Coët-er-Bei is only a few hundred metres away along the forestry road, bearing right and is signposted from there.
Visited Sunday 17 April 2005
A beauty! I failed to find this when I was in Brittany in the late 90s, mainly because I had really lousy maps, no time, a partner who wasn't very interested, and I thought it was in the woods....
Nothing really to add to Jane and Mark's descriptions, so I'll shut up!
Just about 500ms away from Crucuno quadrilateral up among some trees is Mane Groh dolmen - a lovely allee couverte with four transepted chambers and lots of capstones still up. A little stone cist, not unlike a water trough for horses, stands very close by.
I came here for two reasons, firstly because I have not been here for two years and on that occasion I took no notes and secondly to try and find the second dolmen claimed to be to the north of here. I have already failed on the second count as I traipsed around much high gorse and heather and found nothing.
So now to Mane Croch, I now remember why I liked this place so much the last time and how my photos did it no justice. A long passage leads to a chamber that it transepted into four. The stones are all of a lovely chunky local granite. No mound covers this dolmen now and there is no capstone over the centre of the four chambers.

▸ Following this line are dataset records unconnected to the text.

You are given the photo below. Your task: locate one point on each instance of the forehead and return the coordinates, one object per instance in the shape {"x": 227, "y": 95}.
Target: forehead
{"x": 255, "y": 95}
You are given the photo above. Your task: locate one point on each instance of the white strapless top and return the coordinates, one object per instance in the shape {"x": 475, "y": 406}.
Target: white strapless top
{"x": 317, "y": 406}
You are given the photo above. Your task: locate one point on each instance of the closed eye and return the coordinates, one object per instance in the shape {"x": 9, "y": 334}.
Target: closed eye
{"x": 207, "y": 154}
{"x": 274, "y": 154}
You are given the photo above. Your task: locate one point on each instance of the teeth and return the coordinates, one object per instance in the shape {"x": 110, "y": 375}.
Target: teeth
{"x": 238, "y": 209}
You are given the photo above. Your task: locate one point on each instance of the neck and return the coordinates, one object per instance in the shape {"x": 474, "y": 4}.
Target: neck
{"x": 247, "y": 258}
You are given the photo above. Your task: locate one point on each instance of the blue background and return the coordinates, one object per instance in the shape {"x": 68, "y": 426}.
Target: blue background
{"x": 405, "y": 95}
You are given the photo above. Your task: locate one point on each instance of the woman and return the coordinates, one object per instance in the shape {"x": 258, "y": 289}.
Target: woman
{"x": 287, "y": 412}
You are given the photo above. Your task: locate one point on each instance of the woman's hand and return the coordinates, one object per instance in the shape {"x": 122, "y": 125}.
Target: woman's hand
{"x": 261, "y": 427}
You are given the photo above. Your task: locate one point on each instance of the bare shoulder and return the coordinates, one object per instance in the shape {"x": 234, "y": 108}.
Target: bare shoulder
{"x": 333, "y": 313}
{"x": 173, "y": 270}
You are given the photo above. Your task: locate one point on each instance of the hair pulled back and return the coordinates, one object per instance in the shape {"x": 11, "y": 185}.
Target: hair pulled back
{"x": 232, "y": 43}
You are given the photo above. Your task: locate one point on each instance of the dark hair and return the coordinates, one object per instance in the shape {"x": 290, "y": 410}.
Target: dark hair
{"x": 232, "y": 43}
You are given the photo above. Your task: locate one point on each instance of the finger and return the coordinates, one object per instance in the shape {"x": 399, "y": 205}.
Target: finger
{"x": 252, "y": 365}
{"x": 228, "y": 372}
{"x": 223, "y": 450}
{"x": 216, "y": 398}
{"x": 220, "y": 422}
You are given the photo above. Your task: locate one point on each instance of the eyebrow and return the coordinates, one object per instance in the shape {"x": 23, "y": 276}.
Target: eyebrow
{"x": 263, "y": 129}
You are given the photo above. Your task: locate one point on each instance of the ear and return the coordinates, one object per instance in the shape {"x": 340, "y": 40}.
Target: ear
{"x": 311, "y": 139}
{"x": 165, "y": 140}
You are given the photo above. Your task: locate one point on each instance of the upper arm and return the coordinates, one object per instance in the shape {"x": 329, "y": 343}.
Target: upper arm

It could be that this part of the roof was corbelled and that this site was a mixture of those two construction methods, both common in the area. In fact at nearby Mané Braz the roof is formed by a sort of 'mega-corbelling'.
The layout of this monument is clearly similar to UK sites such as West Kennet long barrow and I like to believe that the dolmens of the Carnac area were a direct influence on those of southern England.